NetWellness is a global, community service providing quality, unbiased health information from our partner university faculty. NetWellness is commercial-free and does not accept advertising.
Friday, November 28, 2014
Hello, I need help in determining if I should follow up on my recent CT Scan / MRI. I was sent to a Urology from my regular MD and he acted as if, "What are you doing here?" The CT Scan showed 1. The left and right kidneys demonstrate syminetic enhancement. Multiple low attenuation lesions are pressent within the renal cortex bilaterally. These lesions measure higher than fluid density and DO NOT meet criteria for simple cysts. The largest measuring a 2.5 cm at the upper pole of the right kidney appears to demonstrate a suble low attenuation junction with the bordering right kidney. There is midle prominence of the right uteter and suble enhancement of the uretheliem extending to the level of the urinary bladder. A follow up MRI should be done with particular attention to the largest lesion at the upper pole of the right kidney which appears to demonstrate an infulrative or edematous border with surrounding renal parenchyma. This could represent an infection provess.

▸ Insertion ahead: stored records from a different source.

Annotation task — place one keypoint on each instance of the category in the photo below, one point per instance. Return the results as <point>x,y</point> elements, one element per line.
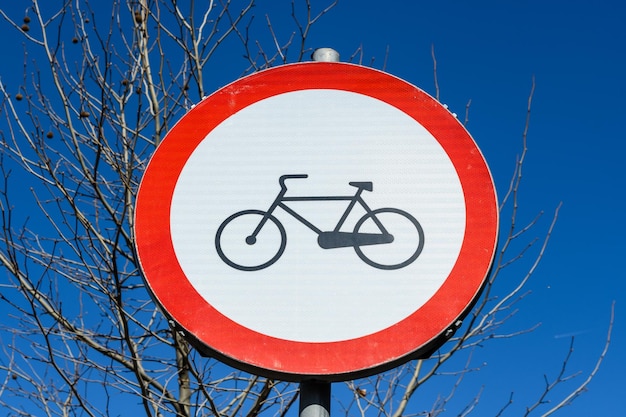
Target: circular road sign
<point>317,220</point>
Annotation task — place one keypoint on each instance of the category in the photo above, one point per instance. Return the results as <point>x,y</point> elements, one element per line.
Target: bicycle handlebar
<point>282,179</point>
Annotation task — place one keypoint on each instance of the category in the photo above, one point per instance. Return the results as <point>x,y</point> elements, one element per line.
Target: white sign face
<point>311,294</point>
<point>312,211</point>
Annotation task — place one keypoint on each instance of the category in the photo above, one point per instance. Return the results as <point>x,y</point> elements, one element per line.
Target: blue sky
<point>488,52</point>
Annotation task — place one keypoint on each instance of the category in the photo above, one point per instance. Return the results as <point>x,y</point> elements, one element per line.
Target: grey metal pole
<point>315,395</point>
<point>314,399</point>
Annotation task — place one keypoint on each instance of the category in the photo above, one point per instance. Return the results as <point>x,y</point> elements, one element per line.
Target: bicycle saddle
<point>366,185</point>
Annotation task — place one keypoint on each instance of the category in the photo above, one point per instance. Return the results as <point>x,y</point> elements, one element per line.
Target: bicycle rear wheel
<point>237,247</point>
<point>405,247</point>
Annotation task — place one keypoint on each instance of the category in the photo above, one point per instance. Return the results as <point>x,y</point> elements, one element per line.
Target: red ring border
<point>252,351</point>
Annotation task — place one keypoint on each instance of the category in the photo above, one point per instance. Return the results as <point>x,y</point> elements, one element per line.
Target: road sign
<point>316,220</point>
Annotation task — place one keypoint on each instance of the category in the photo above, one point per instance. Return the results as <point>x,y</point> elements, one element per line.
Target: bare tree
<point>81,335</point>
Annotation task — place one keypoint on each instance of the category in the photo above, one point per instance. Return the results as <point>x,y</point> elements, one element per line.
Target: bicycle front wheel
<point>237,246</point>
<point>405,246</point>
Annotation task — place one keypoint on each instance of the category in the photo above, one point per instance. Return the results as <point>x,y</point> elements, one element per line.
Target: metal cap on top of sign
<point>317,220</point>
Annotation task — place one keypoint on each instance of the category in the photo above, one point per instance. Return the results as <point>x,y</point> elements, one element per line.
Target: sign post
<point>318,221</point>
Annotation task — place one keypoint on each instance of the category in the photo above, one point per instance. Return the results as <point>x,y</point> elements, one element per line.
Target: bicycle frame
<point>280,200</point>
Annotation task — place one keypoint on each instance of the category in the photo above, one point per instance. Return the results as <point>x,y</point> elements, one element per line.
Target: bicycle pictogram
<point>251,240</point>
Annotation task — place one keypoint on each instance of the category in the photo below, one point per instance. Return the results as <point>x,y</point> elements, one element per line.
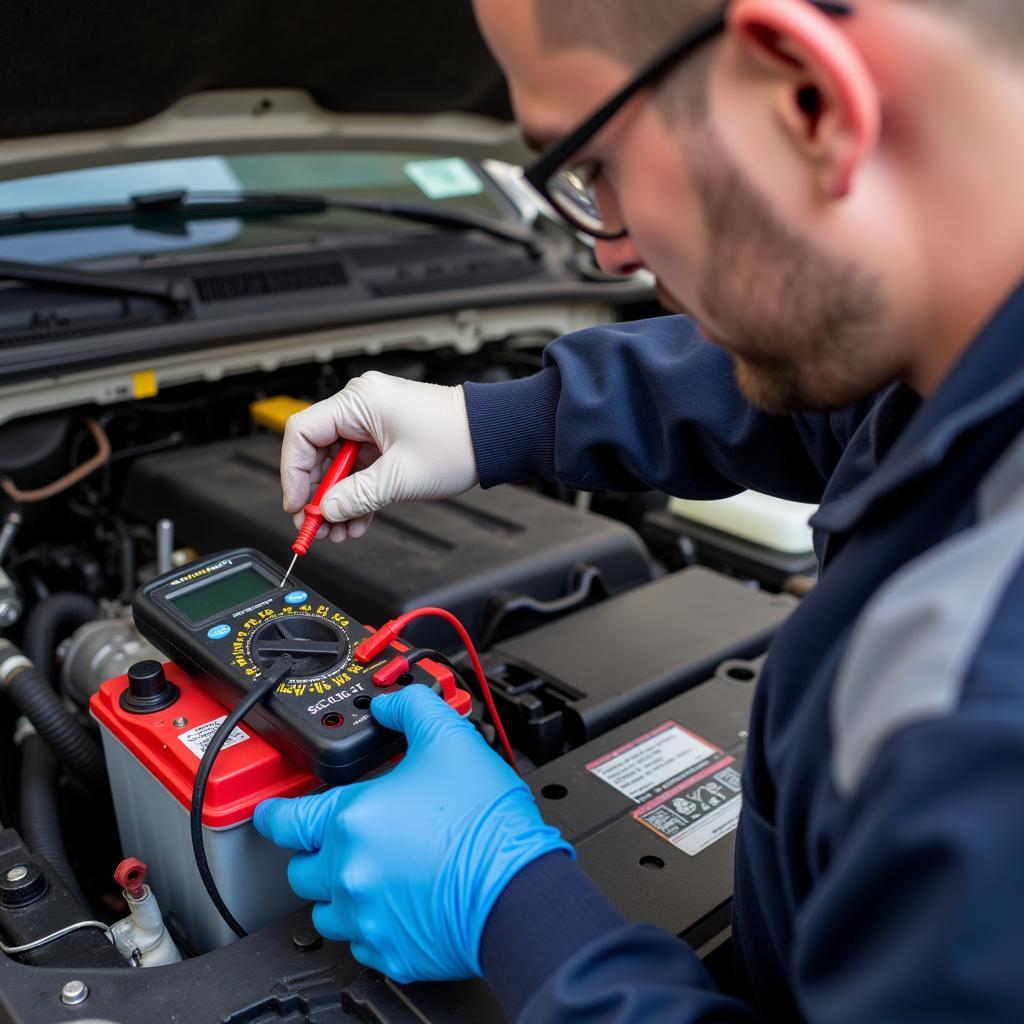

MRI was done several days later and the finding were 1. Multiple bilateral exoplytic renal cortical cysts are present The largest cyst on the right previous demonstrated a halo of relative low attenuation of the surrounding renal parenchyma. The raised concern for a possible infectious process. However, on the currect examination, the halo is not definitely identified on pre or post contrast sequences. The cyst deomstrates mildly increased signal intensity on T1 weighted sequences suggesting proteinaceous contents. There is no appreciable enhancement following contrast administration. 2. A 5.mm cyst within the left kideny demonstrates high signal intensity on T1 weighted sequences and low sigal intensity on T2 weighted sequences most likely representing a hemorrhagic cyst. This lesion becomes obscured when intravenous contrast is administered. No definite suspicious lesions are appreciated. A follow up mri in one year. Also I would like to mention that I have had one the last year high Wbc counts and no sign of infections. Resently my whc was high my platelets 441 high. Weight loss of 30 pounds without dieting. Now this is the question.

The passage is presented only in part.